Alessandra picks up. “I’m headed to you right now,” she says. “My new flight’s not until tomorrow. I got an Uber. You said you’re on the same block as St. Mary’s, right?”

  “What?” Amy says. “You hate it in the neighborhood. Don’t come here.”

  “Too late. I’m headed there. What’s your address?”

  “We can meet somewhere else.”

  “You okay?”

  “Things have been pretty crazy.”

  Alessandra drifts away from the phone, talking to her driver, telling him something he shouldn’t be doing. “I’ll be there in fifteen minutes,” Alessandra says.

  “Okay,” Amy says.

  Mr. Pezzolanti is waiting at the gate when she gets back to her apartment. She wasn’t expecting to see him again, and that casts a new sort of melancholy over their encounter. “Those batteries work out okay?” he says.

  “Great, Mr. P,” she says.

  “I just walked over to the dollar store and bought another pack. You need more, I’m your man.”

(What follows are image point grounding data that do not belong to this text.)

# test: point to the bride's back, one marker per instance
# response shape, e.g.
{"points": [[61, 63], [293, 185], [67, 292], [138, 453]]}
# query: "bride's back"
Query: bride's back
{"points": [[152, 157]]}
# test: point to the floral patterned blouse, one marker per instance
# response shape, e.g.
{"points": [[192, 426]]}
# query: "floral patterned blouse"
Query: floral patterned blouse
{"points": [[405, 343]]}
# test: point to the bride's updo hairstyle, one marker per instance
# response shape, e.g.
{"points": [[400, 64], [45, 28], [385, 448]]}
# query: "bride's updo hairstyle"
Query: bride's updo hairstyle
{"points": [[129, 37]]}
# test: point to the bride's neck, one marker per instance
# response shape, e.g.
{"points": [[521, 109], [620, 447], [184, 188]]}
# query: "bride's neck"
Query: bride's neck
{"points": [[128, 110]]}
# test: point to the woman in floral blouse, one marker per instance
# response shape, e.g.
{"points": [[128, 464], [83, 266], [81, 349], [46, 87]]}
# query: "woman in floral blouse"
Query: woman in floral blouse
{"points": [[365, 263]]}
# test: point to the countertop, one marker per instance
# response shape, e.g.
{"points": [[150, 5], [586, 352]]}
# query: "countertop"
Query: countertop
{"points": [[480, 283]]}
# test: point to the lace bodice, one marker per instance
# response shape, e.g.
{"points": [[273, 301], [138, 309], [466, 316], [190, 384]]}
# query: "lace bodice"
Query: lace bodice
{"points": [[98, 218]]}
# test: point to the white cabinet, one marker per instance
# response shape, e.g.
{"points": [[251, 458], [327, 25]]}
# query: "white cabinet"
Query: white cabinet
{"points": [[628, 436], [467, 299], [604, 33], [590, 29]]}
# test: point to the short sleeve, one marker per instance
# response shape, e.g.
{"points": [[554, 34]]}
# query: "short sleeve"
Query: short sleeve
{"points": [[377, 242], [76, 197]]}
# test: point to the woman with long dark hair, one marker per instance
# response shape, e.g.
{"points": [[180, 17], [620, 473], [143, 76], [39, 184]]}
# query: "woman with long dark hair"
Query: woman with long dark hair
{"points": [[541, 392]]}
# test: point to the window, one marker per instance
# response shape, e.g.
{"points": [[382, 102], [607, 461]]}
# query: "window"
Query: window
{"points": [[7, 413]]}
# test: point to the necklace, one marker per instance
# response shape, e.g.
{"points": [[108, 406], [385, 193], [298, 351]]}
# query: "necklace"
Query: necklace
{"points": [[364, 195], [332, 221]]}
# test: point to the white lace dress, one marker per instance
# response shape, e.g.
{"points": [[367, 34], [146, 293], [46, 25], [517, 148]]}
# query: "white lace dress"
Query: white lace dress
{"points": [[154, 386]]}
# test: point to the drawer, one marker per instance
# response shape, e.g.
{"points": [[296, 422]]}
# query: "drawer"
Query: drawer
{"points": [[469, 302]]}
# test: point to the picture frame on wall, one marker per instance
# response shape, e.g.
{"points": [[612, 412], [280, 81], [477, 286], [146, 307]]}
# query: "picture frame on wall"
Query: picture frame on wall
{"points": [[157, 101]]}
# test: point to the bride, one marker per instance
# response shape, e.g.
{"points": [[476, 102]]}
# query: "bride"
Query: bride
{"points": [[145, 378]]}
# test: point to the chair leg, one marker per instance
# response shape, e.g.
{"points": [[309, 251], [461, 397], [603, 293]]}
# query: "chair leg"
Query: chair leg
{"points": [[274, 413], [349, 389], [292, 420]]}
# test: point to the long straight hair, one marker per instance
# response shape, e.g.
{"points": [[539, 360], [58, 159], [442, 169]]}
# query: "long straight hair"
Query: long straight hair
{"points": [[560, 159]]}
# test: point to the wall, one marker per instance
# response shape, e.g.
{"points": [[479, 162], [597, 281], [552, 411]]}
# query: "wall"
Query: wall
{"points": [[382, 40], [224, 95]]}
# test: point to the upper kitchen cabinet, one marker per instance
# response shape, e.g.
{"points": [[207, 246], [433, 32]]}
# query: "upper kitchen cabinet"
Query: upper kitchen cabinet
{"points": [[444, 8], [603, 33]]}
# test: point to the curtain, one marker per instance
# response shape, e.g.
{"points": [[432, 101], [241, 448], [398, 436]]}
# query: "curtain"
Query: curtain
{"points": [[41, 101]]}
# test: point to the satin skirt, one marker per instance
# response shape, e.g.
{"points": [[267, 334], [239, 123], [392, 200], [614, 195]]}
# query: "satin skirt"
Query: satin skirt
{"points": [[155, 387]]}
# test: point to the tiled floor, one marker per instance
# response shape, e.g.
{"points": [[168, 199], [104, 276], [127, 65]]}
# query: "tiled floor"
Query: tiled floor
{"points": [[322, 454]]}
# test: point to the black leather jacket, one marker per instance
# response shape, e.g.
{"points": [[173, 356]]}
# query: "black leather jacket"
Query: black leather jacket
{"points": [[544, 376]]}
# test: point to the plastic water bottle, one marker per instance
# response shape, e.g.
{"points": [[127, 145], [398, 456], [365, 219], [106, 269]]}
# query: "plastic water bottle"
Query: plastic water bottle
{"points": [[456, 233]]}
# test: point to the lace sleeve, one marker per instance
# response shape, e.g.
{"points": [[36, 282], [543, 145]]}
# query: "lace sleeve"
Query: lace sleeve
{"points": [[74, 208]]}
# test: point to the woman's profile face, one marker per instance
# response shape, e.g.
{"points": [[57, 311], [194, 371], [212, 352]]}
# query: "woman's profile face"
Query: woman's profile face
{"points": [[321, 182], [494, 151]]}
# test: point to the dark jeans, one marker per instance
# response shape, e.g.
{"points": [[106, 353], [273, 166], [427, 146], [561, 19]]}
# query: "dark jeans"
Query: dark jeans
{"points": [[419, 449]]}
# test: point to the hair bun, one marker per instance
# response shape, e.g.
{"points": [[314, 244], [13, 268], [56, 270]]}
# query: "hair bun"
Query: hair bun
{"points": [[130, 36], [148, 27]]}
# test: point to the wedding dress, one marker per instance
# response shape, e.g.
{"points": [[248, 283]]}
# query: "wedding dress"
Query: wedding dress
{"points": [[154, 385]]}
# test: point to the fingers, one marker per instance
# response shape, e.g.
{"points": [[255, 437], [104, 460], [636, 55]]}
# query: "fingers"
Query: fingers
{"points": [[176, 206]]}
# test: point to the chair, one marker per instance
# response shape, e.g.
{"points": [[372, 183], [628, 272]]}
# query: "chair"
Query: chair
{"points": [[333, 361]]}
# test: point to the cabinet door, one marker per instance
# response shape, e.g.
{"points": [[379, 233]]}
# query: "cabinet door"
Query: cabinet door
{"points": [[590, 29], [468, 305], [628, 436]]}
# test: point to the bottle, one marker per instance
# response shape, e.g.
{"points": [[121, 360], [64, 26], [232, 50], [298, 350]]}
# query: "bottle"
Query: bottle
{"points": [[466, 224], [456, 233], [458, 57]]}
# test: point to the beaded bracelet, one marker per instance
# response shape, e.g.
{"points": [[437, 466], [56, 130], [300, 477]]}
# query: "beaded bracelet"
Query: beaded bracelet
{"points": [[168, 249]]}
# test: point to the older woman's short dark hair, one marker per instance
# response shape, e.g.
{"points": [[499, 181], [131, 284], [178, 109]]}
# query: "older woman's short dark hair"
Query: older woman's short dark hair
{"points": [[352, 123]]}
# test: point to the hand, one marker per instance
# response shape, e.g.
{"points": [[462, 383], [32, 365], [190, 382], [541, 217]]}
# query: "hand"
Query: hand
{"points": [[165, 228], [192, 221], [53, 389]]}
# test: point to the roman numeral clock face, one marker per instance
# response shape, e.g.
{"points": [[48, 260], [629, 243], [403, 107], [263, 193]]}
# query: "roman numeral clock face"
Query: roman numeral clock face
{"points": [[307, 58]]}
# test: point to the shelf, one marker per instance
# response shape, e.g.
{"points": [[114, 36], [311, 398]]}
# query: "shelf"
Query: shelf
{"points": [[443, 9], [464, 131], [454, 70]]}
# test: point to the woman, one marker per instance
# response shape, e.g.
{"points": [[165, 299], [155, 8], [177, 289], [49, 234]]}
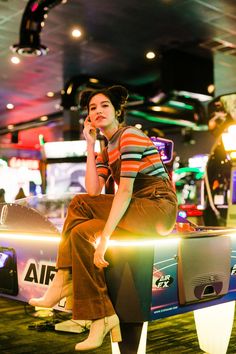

  She smiles and rushes into the apartment. She hurriedly unpacks some fresh clothes—blue denim capris, a Sourpuss Beki polka-dot top—and lays them out on the bed. She takes off the wig and the cap and plucks out the bobby pins. She gets undressed. There’s a faint smell of kush oil on her wrists still. She goes into the bathroom and turns on the shower. She imagines Dom squeezed in there. Her shower is hot and fast and feels good. She needed soap. She needed to feel clean. When she’s done, she towels off, finds a half-empty bottle of Listerine, and swishes some around in her mouth. She gets dressed and repacks her bag, making sure to stuff Alessandra’s Dodgers shirt and boy briefs in there, as well as the wig, wig cap, and bobby pins. She puts on a little makeup. Nothing fancy.

  Stacked on top of the clothes in the backpack is the Priority Mail envelope. She thumbs through the five thousand dollars, as if to make sure it’s absolutely real. A payoff, that’s what it is. Now she’s got real blood on her hands. She wonders if she should’ve asked for more. She waits for Alessandra, her body racked with anxiety.

  Fifteen minutes was what she said. It’s already been more than twenty. Maybe they hit traffic on the BQE or Belt.